Por causa das posições brasileiras na Rodada Doha, Grassley chegou a defender a saída do país do SGP, que isenta do pagamento de tarifas cerca de 3.500 produtos exportados aos Estados Unidos pelos países menos desenvolvidos. Pelo discurso do senador, o problema não está nos subsídios e barreiras agrícolas impostos pelos Estados Unidos, mas sim na resistência do Brasil em reduzir as tarifas de importação de manufaturados e de serviços.

“[O Brasil e a Índia] são os países com maior responsabilidade na paralisia da Rodada Doha”, disse Grassley, num pronunciamento em 2006. “Talvez esses países e outros beneficiários do SGP sintam que não precisam de um acordo em Doha, porque a situação atual já serve aos seus interesses.” Grassley atribui ao Brasil boa parte da culpa pelo fracasso das negociações para a criação da Área de Livre Comércio das Américas (Alca).


Há algumas semanas, Grassley foi o grande articulador da prorrogação por mais um ano do sistema que barra a entrada do etanol brasileiro nos Estados Unidos. O governo americano concede um subsídio de 0,45 centavos de dólar por galão (3,8 litros) de etanol misturado à gasolina, além de impor uma tarifa de 0,54 centavos de dólar à importação do produto.


Na undécima hora, Grassley conseguiu enfiar a renovação dos benefícios num projeto que trata de um assunto completamente diferente, a prorrogação de cortes de impostos feitos pelo ex-presidente George W. Bush, cuja aprovação o governo Barack Obama considerava essencial para evitar um novo mergulho recessivo da economia americana.


“Trabalhamos duro durante três anos para derrubar a tarifa e o subsídio e, nos 44 minutos do segundo tempo, o Grassley achou uma brecha para prorrogá-los”, comentou um dos membros da força-tarefa brasileira em Washington que tenta derrubar o sistema.

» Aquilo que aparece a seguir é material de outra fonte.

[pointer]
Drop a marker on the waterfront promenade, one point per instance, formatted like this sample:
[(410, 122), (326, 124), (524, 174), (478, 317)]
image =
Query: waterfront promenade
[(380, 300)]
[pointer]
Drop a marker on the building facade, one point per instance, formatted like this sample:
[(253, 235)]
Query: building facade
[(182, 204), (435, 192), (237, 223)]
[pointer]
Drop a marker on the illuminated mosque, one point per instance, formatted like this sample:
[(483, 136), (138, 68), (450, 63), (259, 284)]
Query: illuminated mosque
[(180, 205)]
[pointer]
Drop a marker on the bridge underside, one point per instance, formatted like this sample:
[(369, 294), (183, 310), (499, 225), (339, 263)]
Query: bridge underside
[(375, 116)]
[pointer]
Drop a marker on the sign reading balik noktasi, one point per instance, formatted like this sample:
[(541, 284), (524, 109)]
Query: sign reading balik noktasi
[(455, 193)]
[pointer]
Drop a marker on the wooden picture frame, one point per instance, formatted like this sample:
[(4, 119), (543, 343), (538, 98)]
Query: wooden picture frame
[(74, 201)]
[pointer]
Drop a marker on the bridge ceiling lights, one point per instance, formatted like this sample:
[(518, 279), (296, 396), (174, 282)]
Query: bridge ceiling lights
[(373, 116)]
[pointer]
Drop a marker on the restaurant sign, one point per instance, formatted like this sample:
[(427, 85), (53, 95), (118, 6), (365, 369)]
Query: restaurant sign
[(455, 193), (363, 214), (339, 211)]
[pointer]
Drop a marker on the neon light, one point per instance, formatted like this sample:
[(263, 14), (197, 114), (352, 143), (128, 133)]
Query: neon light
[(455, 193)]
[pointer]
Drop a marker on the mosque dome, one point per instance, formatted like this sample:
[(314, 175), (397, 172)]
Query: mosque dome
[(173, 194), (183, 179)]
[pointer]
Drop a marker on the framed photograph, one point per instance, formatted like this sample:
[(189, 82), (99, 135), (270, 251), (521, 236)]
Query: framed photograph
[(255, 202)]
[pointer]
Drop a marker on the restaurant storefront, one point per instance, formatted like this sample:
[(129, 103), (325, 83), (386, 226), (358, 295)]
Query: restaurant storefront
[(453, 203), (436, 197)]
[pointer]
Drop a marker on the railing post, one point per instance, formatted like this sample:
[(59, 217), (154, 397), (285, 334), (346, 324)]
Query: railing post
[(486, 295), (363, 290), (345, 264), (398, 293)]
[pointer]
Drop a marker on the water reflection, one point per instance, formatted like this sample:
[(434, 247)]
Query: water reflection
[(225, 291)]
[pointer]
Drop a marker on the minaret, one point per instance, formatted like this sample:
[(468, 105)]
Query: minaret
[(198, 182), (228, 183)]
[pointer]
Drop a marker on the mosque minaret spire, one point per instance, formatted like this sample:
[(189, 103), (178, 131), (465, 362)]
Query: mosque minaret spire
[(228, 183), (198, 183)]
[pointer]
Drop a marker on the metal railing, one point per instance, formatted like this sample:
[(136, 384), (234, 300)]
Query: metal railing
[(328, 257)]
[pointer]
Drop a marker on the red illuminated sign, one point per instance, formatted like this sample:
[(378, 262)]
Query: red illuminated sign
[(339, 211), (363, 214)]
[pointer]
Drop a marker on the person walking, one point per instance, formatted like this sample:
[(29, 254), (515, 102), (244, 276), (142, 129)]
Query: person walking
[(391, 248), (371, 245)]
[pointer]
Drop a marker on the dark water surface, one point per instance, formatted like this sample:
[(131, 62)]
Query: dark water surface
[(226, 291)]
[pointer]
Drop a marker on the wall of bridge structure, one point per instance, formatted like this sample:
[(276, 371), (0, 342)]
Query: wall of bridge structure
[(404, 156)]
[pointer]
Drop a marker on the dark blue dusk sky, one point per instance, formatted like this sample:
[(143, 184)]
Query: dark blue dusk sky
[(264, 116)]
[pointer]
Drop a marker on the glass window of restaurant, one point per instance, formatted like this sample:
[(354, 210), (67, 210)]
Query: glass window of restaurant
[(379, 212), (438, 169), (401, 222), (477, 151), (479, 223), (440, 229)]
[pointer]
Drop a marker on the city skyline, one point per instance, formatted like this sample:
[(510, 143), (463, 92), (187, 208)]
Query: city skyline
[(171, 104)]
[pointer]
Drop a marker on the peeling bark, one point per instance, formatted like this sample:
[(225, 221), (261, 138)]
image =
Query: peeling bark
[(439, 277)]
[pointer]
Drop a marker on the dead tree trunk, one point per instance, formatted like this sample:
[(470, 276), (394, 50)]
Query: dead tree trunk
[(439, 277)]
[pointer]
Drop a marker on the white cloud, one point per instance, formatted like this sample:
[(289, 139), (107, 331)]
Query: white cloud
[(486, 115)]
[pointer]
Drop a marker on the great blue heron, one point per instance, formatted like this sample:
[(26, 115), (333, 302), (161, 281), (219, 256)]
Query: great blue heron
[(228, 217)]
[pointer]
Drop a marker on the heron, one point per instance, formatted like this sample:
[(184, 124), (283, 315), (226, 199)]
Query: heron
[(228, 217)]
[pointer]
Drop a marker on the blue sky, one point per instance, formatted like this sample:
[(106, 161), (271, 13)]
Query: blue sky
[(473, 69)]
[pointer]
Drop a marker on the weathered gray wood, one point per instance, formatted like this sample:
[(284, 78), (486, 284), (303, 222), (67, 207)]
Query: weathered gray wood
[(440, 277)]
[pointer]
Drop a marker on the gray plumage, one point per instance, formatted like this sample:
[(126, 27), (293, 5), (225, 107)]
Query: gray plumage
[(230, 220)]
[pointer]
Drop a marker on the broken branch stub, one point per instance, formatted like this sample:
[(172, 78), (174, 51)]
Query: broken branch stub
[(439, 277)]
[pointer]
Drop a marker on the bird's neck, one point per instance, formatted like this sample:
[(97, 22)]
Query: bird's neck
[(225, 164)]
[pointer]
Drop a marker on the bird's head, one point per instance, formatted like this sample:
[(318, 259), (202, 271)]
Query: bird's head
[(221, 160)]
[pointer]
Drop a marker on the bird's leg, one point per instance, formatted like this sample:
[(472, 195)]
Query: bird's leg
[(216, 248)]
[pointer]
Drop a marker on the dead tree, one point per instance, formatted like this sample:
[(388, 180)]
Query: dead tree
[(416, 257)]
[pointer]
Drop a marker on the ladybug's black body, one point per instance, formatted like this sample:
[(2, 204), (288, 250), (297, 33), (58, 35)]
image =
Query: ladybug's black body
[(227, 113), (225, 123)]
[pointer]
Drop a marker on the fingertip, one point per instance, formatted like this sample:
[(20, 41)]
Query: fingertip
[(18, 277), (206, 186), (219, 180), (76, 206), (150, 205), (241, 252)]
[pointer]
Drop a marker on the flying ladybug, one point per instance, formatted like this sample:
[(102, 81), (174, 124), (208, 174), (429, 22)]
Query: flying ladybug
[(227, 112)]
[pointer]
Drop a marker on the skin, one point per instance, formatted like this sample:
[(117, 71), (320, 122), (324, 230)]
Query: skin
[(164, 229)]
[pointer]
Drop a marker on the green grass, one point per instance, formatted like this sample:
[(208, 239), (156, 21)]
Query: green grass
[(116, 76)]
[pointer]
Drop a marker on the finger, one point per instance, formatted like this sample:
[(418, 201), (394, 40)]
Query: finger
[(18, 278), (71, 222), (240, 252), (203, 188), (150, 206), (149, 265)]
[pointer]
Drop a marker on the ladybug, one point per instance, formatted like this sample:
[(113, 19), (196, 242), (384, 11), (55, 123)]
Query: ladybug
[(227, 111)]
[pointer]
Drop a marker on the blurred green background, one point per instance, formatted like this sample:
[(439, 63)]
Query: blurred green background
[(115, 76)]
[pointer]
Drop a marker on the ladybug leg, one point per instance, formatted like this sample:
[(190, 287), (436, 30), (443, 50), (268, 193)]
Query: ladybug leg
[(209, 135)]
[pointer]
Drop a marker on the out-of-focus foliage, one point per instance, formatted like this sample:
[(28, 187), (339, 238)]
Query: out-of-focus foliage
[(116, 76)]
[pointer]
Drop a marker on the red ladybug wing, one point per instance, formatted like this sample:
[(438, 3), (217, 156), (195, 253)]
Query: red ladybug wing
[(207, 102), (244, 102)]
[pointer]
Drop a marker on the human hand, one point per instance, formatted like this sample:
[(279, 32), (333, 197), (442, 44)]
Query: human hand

Em 2009, Grassley segurou no Congresso por alguns meses a indicação do atual embaixador americano no Brasil, Thomas Shannon, que havia dado declarações em favor da derrubada do sistema de subsídio ao etanol. Ele só liberou depois de receber uma carta da secretária de Estado, Hillary Clinton, assegurando que o governo seguia apoiando o subsídio.

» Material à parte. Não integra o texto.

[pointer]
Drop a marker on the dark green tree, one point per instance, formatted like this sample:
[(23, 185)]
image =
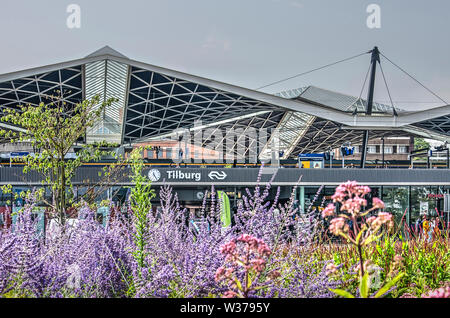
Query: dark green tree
[(53, 129)]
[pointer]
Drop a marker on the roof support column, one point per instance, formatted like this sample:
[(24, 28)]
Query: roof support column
[(375, 58)]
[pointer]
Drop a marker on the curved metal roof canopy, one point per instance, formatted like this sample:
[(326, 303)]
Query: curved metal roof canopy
[(154, 102)]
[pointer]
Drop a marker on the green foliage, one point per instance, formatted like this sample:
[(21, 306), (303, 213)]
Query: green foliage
[(53, 129), (140, 199)]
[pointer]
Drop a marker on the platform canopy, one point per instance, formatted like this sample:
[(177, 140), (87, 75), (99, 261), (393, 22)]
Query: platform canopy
[(155, 102)]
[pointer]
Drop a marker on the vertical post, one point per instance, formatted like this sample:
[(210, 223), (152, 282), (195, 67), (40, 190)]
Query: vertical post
[(331, 159), (448, 158), (374, 59), (302, 199)]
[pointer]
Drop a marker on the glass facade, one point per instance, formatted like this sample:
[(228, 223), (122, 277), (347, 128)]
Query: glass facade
[(407, 202)]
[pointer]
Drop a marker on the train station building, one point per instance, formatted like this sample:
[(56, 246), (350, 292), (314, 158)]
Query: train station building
[(205, 132)]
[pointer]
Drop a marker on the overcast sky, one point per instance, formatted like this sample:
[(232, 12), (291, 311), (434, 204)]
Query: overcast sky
[(248, 43)]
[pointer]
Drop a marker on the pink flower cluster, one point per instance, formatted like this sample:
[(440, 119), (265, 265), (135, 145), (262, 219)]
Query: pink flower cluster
[(338, 225), (331, 269), (248, 253), (328, 211), (375, 222)]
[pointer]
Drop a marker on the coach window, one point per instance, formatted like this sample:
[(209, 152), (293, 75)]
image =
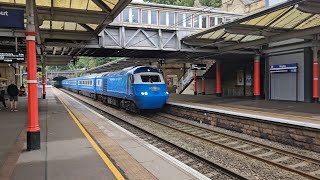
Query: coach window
[(154, 17), (125, 15), (144, 16), (135, 15), (163, 18), (171, 19)]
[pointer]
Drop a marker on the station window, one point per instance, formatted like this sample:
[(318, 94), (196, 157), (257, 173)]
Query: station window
[(117, 19), (154, 17), (163, 18), (196, 21), (188, 20), (135, 15), (204, 21), (180, 20), (144, 16), (212, 21), (171, 19), (125, 15)]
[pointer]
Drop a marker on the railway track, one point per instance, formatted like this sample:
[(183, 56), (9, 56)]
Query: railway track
[(291, 162), (300, 164), (204, 166)]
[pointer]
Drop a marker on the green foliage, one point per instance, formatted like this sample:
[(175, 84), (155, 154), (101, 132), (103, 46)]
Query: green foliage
[(190, 3)]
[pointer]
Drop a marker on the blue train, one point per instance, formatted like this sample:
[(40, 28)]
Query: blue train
[(134, 88)]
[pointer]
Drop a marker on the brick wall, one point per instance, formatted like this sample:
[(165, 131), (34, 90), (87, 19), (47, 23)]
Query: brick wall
[(306, 138)]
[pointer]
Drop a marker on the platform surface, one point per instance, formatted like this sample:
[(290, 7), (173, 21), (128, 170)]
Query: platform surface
[(65, 152), (297, 113)]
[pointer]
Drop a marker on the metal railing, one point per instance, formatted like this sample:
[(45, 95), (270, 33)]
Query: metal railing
[(189, 75)]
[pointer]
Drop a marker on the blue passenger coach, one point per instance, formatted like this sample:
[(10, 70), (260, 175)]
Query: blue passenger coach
[(133, 88)]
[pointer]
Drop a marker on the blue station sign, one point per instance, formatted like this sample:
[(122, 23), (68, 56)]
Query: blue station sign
[(284, 68), (11, 18)]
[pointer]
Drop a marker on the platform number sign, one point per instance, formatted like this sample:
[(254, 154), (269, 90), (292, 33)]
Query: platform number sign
[(198, 66)]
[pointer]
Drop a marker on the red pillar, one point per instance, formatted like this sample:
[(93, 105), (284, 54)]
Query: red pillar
[(44, 85), (33, 131), (195, 82), (256, 80), (315, 75), (203, 86), (218, 79)]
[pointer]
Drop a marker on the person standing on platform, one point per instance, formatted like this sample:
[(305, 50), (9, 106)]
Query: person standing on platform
[(2, 98), (13, 91)]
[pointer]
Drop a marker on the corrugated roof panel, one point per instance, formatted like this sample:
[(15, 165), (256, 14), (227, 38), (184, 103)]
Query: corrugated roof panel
[(80, 28), (69, 26), (62, 3), (311, 22), (271, 16), (79, 4), (93, 26), (20, 1), (43, 3), (45, 25), (58, 25), (110, 3), (238, 37), (291, 19)]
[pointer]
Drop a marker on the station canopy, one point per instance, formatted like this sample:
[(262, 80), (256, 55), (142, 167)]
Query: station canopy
[(292, 19), (64, 27)]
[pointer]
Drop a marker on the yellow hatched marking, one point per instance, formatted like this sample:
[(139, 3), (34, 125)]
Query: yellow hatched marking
[(103, 156)]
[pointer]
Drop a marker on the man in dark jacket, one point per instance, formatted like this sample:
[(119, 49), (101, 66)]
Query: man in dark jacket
[(2, 98), (13, 92)]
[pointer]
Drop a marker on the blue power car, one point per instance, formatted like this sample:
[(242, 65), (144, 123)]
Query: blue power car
[(133, 88)]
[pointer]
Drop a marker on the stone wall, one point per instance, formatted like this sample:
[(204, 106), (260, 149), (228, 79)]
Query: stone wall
[(306, 138)]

Grassley tem 51 anos de vida pública, numa carreira iniciada como deputado estadual em Iowa. Ele chegou ao Senado em 1980, junto com a onda republicana que levou Ronald Reagan a presidência dos Estados Unidos, e desde então nunca perdeu uma eleição. A mais recente foi em novembro, quando o apoio de 64,5% dos eleitores lhe garantiu mais seis anos de mandato. A candidata democrata derrotada, Rosanne Conlin, não seria muito diferente para o Brasil — ela também apoia, por exemplo, o subsídio ao etanol. Grassley cuida bem de sua base eleitoral. Ele passa praticamente todos os fins de semana em sua fazenda em Iowa e faz visitas anuais a cada uma das 99 cidades do Estado.

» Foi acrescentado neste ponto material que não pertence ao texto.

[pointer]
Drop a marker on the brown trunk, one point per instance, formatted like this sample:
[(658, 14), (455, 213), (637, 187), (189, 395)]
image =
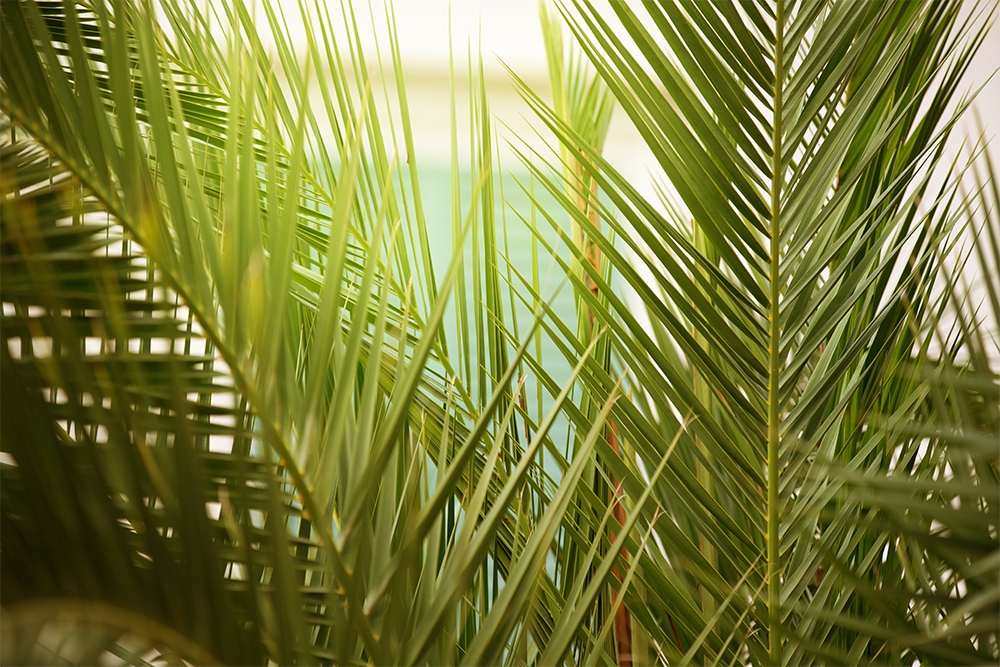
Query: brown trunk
[(586, 200)]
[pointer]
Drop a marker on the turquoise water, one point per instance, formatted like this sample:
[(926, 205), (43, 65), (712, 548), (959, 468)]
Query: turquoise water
[(517, 237)]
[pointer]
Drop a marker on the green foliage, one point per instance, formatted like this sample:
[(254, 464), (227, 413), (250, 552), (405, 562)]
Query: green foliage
[(237, 427)]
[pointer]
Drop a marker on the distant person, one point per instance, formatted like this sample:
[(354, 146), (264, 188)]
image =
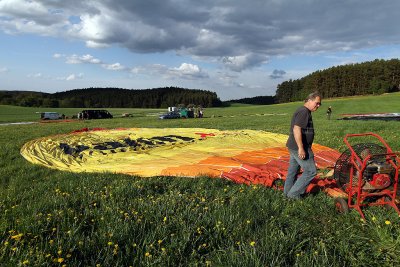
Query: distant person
[(329, 112), (299, 144)]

Embora pertença a um partido hoje minoritário no Senado, Grassley é forte porque nenhum dos partidos têm uma maioria absoluta na casa, o que obriga a negociação quase permanente entre os dois lados. Todas as semanas o líder da Comissão de Finanças, o senador Max Baucus, se reunia com Grassley, que é particularmente conhecido por costurar consensos.


O novo líder republicano na Comissão de Finanças será o senador Orrin Hatch, do Estado de Utah, e a expectativa brasileira é que ele seja mais favorável a queda de barreiras comerciais e à redução de subsídios agrícolas. Ele é alvo do Tea Party nas eleições de 2012, e algumas associações ligadas a esse movimento conservador estão pedindo cortes de subsídios agrícolas como o do etanol.

Há duas semanas, Baucus e Hatch prepararam uma homenagem surpresa para Grassley na última reunião da Comissão de Finanças do ano. Em tom de despedida, os colegas fizeram brincadeiras e entregaram uma caixinha com uma placa comemorativa pelos dez anos de serviço. “Não sei se vocês perceberam, mas fui reeleito”, disse Grassley. “Vou ficar mais algum tempo por aí.”